Uji, The Tale of Genji Museum, and Murasaki Shikibu

I did a few off the beaten path excursions in Japan. Before my trip, I accidently came across a book titled The Tale of Genji by Murasaki Shikibu. Her work is referred to as the world’s first novel. And I just had to read it. So, I bought the 1200 page or so book and began reading. Unfortunately, I could not finish it because the Protagonist, Hikaru Genji, has no redeeming qualities, and I didn't care about what would happen to him as the story unfolded. I laughed so hard when I read someone’s review on Amazon: “look, I read this book for class...all you need to know is that Genji's a ho.” A blunt review, but not far from the truth. Also, I would not call this book a novel because there is no story, but rather a series of sentences strung together. Apparently, the last third of it was written by someone else. Of course, this book has been translated to English. Perhaps if I was able to read it in its original archaic language, I would have liked it??

Anyhow, just the fact that Murasaki was ahead of her time and decided to write a novel impressed me. I also gained some knowledge about her as a lady-in-waiting, the Hein period, and the aristocratic life in the 11th century Japan.  So, I decided to stop by Uji on my way to Nara to visit The Tale of Genji Museum. Uji is a beautiful city also known for their high-quality green teas.

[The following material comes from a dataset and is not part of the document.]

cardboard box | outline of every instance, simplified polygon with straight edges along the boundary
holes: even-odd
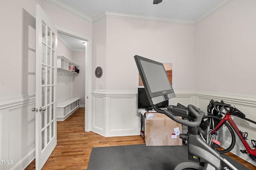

My tour guide, who took me there, didn’t know anything about Murasaki and didn’t care. He said, “It’s a girl thing.” But later, as we visited different temples, he realized her importance in the Japanese society. When we arrived at The Tale of Genji Museum, he simply went to sit somewhere and didn’t want to bother to go through the museum with me. There was an English audio guide, but it had technical difficulties and wasn’t working and the explanations were in Japanese.
The above photos are scenes from the novel. It’s about Genji, the women he courted, and life during that time period.
There is also a small library and a shop. I bought a few of the photographs which depict Murasaki during different seasons.
Uji is worth a half-a-day trip even if you are not interest in literature. There are small tea shops, a lovely scenery, the Byodo-in: a Buddhist temple, and tea plantations.